И хотя я был уже взрослый, я почувствовал, что краснею, как будто мне шестнадцать лет. Я растерялся. С моими – увы! – вполне викторианскими представлениями о честности я был очень шокирован поведением Дриффилдов, сбежавших из Блэкстебла, не заплатив долгов. Это казалось мне весьма непорядочным. Я глубоко переживал тот стыд, который, по моему мнению, должны были испытывать они, и был поражен, что миссис Дриффилд способна разговаривать с человеком, который знает об этом позорном случае. Если бы я заметил ее приближение, я бы отвернулся, предполагая, что она захочет избежать унизительной встречи со мной; но она протянула мне руку с явной радостью.
– Как я рада видеть живую душу из Блэкстебла, – сказала она. – Вы же знаете, мы уезжали оттуда в такой спешке.
Она засмеялась, и я тоже; но ее смех был веселым и детски радостным, а мой, я это чувствовал, – несколько напряженным.
– Я слышала, там был большой шум, когда узнали, что мы смылись.

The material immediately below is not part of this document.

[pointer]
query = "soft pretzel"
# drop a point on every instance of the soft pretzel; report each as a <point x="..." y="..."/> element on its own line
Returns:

Тед чуть не помер со смеху, когда ему об этом рассказывали. Что говорил ваш дядюшка?
Я быстро взял нужный тон. Мне не хотелось, чтобы она приняла меня за человека, лишенного чувства юмора.
– Ну, вы же знаете, он так старомоден.
– Да, вот этим и плох Блэкстебл. Нужно было их расшевелить. – Она дружелюбно взглянула на меня. – А вы здорово выросли с тех пор, как я вас видела. И даже усы отрастили!
– Да, – ответил я, закрутив их, насколько позволяла длина. – Уже давным-давно.
– Как летит время, правда? Четыре года назад вы были совсем мальчик, а теперь – настоящий мужчина.
– Ну, конечно, – ответил я с некоторым высокомерием. – Мне ведь почти двадцать один.